Caledvwlch reached into his breast pocket and pulled out a picture. His long fingers covered it as he slid it facedown across the table.
I looked down at the white glossy back of the picture as his hand withdrew. Fresh inkjet print on cheap paper, still curling a little, as if it had just come out of the printer.
I set down the coffee feeling a little trepidation as I lifted the picture, half expecting what I saw.
Cops, even elven ones, are nothing if not predictable. If Ossian Parthalán had meant anything to me, looking at a picture of his mutilated corpse probably would have provoked some incriminating reaction. I was very aware of Caledvwlch watching me stare at the gruesome crime scene picture.
Someone really did not like Mr. Parthalán. They had cut out his eyes, sliced his mouth open, and chopped off his hands, among other things. The blood was so bad that it took a moment for me to realize that Parthalán wasn’t human.
I lowered the picture to the table and said, “Dwarven?”
“Yes.”
“I don’t know him.”
“Look again, please. Mr. Parthalán knows you.”
I lifted the picture reluctantly. “Dwarves,” in this case, referred to the humanoid race that came over from the other side of the Portal. Dwarves weren’t squat humans. Their skin was different, wrinkled, thick, the color and texture of weathered leather. Their skulls were flatter and wider, a thick jaw usually hidden behind a thick beard. There were a whole litany of subtle differences in internal organs and skeletal structure . . .
“Who’d do this to someone?” I whispered.
The body was sprawled on a hardwood floor. Blood had spattered everywhere. The camera looked straight down, framing the body. There were few other details visible. I looked up at Caledvwlch and asked, though I already suspected the answer, “How does he know me?”
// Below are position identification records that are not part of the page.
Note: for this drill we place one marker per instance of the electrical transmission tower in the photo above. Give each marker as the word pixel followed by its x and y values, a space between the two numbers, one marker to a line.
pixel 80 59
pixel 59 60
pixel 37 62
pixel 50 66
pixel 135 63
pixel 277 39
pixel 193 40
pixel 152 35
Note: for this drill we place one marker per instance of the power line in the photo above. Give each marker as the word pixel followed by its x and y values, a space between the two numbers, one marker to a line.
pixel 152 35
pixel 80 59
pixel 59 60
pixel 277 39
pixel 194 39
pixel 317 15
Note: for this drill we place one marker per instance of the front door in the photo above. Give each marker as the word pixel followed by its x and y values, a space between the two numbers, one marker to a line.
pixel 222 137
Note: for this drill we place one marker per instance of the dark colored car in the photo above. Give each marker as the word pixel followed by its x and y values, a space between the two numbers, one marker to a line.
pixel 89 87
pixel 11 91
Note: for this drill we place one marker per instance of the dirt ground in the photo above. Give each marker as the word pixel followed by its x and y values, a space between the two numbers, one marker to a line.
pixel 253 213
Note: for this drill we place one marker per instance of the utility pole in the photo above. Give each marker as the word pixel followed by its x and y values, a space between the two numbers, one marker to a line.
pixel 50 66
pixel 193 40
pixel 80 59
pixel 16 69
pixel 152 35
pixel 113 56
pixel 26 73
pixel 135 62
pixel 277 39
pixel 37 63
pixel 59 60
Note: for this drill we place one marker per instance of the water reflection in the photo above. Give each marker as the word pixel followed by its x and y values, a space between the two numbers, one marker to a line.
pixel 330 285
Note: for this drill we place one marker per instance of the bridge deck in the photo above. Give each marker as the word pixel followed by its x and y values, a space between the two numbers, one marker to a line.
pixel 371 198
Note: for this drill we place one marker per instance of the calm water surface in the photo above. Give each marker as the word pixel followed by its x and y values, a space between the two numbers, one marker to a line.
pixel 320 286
“The last time we know Mr. Parthalán contacted anyone while he was alive was one phone call he made at 12:45 PM today.”
“And you know who he called?”
“You, Mr. Maxwell. He called your cell phone.”
I looked back down at the body. This was the person I had come here to meet. The person who knew why Council President Dominic Lloyd Mazurich put a gun in his mouth and pulled the trigger.
What did you know? What were you going to tell me?
“I got a call,” I said.
“What did Mr. Parthalán talk to you about?”
“He wanted to meet with me. He didn’t give his name.”
“Why did he want to meet with you?”
I looked up at Caledvwlch and felt a little uneasy. I had been dis missive about conspiracies involving Mazurich’s suicide, but the dwarf’s death lent substantial weight to whatever suspicions he did have.
However, while Caledvwlch was one of the few cops in the city I could say for certain wasn’t crooked, that didn’t mean I trusted him.
“How did you find him?” I asked. “What happened?”